真に労働者の側、弱者の側に立つのであれば、現在印鑑業界で生活の糧を得ている人々の事まで慮るべきであろう。
その中で「合理化」との妥協点を見出していく。
こういった緩やかな手続き、折衝が絶対的に必要だ。
だが、馬鹿ほど事を急き立てる。
愚か者には、漸進的に問題を解決する作業が耐えられないのだ。
他者を思い遣れない人間が、「改革! 改革!」と喚き立てながら、いくつもの問題を抱えながらも社会を円滑に回してきたシステムを破壊していく。
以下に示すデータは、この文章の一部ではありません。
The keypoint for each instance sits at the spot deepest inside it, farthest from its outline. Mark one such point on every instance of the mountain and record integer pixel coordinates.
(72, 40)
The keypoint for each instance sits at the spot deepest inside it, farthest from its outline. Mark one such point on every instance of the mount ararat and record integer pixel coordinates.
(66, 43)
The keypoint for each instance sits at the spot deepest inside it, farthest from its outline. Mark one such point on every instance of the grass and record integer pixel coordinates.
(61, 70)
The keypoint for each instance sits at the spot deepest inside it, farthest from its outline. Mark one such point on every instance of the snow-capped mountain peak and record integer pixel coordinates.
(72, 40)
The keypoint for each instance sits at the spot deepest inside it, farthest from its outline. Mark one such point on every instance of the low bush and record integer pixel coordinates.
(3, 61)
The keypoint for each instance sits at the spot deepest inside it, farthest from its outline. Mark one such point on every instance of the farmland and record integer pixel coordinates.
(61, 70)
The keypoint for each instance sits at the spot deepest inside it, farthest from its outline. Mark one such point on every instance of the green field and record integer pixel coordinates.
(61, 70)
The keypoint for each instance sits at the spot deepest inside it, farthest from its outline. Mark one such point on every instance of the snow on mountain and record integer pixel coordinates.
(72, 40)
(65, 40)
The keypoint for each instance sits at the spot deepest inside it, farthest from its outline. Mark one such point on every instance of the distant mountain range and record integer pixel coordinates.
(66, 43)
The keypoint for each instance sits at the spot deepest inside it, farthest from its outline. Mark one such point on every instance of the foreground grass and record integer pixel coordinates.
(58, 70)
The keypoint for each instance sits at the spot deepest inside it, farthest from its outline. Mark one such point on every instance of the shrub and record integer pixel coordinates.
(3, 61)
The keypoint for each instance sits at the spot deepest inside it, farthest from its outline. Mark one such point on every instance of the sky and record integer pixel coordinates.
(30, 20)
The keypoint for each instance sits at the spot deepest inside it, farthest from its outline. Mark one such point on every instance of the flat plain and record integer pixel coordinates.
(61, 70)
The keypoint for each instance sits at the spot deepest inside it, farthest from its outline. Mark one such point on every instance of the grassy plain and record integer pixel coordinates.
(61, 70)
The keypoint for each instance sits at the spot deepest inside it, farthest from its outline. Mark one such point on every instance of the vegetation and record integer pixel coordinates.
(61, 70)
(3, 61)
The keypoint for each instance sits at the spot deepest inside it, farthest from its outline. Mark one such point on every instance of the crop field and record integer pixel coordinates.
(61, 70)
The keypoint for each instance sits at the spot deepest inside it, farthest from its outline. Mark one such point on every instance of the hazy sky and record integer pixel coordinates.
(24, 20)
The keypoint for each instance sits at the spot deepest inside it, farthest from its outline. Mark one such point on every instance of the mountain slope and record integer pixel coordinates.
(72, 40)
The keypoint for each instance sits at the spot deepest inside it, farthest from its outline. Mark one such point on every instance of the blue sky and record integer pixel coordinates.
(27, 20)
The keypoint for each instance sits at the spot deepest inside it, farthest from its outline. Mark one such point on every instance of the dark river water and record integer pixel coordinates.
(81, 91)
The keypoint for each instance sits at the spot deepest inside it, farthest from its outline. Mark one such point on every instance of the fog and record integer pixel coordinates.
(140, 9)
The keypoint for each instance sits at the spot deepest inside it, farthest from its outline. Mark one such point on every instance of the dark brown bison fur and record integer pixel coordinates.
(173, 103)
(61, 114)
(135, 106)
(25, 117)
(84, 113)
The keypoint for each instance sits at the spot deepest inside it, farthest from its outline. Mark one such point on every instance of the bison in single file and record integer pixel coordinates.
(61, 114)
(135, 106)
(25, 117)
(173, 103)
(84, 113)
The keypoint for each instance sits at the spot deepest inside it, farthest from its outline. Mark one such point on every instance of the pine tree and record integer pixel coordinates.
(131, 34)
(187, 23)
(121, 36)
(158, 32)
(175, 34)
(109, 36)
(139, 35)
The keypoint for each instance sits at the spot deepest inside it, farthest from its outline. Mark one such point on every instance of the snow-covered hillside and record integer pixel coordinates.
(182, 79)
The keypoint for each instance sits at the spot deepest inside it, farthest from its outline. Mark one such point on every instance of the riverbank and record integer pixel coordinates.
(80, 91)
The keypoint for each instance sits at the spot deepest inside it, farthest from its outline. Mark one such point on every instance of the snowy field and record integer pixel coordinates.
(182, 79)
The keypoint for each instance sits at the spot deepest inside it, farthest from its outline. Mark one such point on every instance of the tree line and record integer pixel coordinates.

その意味で、今回の自動押印装置は実に現実的かつ、各業界に配慮された人道的な試みではないか。
こういった改革バカを抑制する為に、かつてのように各団体の利益を代表する族議員が必要なのだと改めて思う。
「デジタル化とハンコ文化の両立」を主張した竹本直一IT担当大臣の方が、上記の連中より100倍は真っ当な人間と言える。
いい加減、性急な改革の愚かさに気付き、『既得権益』というレッテル貼りを止めにして、各界の意見を調整しながら緩やかに変化をもたらす方向に舵を切らねば、今後も日本は際限なく衰退国として転落していくだろう。
我々とて、何らかの既得権益を享受する1人に過ぎないのだから。